Startups Revenue forecasting — Knowing when things have really changed
By Omri Goldberg, Data Scientist — Liquidity Capital
One of the key challanges in forecasting is in detecting when a real and significant shift has occurred within the business’s core KPIs. Separating the signals from noise becomes significantly harder when what one is looking for is most likely to be represented by a somewhat noisey process. Let’s take forecasting a startup’s future revenue, a key area of focus at Liquidity, it is crucial to understand if truly a shift has occurred or whether we are witnessing fluctuations around an existing trend. Knowing if the rate of revenue growth has truly accelerated or decelerated, if a new product strategy is working well, or if the market conditions are closing on an incumbent startup are critical factors for Liqudity’s risk assessment.
Commonly, manual processes performed by investment analysts entails the usual sniffing and combing through of various spreadsheets and slides, sometimes trying to gently force the data and trends to adopt a narrative. This where we might “see” a change in a metric that didn’t not really occur, or an omitted one if it is not communicated or accounted for. “Did things really start changing in April? Is the new pricing model kicking already?” Those are the questions and dilemmas we usually encounter.

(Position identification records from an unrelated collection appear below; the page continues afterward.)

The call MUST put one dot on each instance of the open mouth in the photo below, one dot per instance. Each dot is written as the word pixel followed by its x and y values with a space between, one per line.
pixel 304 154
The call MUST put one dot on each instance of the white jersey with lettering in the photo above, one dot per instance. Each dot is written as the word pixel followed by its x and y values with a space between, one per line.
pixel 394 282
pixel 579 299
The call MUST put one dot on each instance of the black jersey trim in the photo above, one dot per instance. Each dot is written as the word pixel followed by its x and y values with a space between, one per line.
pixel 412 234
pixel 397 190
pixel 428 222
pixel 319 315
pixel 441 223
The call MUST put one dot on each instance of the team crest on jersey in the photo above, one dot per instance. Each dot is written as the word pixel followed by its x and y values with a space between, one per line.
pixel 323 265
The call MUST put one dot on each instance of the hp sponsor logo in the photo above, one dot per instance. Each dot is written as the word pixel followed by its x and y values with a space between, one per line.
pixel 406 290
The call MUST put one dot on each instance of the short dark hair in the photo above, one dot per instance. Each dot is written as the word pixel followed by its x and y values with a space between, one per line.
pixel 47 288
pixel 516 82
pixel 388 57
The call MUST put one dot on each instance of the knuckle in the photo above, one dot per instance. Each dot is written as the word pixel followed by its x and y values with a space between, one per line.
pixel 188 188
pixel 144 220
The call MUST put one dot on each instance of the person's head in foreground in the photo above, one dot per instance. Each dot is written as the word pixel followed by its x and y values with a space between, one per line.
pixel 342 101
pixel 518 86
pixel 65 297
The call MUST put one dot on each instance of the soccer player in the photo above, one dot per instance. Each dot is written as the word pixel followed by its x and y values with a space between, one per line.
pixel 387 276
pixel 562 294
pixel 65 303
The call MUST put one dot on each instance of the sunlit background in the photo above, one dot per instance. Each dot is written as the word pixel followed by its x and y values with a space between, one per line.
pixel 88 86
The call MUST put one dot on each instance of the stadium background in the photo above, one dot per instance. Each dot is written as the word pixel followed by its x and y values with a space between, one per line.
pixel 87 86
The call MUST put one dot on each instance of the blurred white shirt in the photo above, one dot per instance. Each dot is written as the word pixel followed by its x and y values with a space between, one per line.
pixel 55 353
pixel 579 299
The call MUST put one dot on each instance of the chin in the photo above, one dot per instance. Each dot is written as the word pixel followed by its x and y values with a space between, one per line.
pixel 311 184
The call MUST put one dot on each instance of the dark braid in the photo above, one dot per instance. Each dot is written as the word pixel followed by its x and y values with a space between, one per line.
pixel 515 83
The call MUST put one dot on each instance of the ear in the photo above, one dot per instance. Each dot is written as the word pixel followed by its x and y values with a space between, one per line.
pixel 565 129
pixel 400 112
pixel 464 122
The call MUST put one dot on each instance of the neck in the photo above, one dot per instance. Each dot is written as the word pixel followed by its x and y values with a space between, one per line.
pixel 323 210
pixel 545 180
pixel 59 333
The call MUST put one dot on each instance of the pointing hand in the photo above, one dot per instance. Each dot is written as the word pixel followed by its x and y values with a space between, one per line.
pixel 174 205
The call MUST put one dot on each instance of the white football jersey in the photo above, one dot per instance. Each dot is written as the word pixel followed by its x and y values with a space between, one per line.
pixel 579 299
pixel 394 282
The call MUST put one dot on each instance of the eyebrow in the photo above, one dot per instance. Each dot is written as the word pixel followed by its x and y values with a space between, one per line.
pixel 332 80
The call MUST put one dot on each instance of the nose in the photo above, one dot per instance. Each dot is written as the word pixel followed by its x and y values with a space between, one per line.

The standard statistical tools out there do not outperform the judgment of an analyst by any means. They tend to smooth things out, creating a delayed response to change. These methods usually revolve around moving averages, sliding windows, and truncating past periods putting higher weights on recent periods.
There are more sophisticated approaches, based on linear regressions such as piecewise linear. These methods tend to be substantially more “alarmist” and overflow the user with false signals. Using these methodologies will mostly likely result in never ending discussions or pile on significant offline work.
In order to address this challenge, we developed a model in which we scan the actual data and find possible break points — significant pattern change. After finding the possible break point, the model tests those points and estimates the best scenario for the break point. This breakpoint is then undergoes a few stress tests to determine whether it is an actual breakpoint, based on statistical significance.
This iterative approach for identifying breakpoints is used as a feature in a comprehensive ML based model for assessing the risk associated with providing financial facilities. When our risk assessment model detects a significant change or anomaly, it determines that there is increased associated risk level with the startup.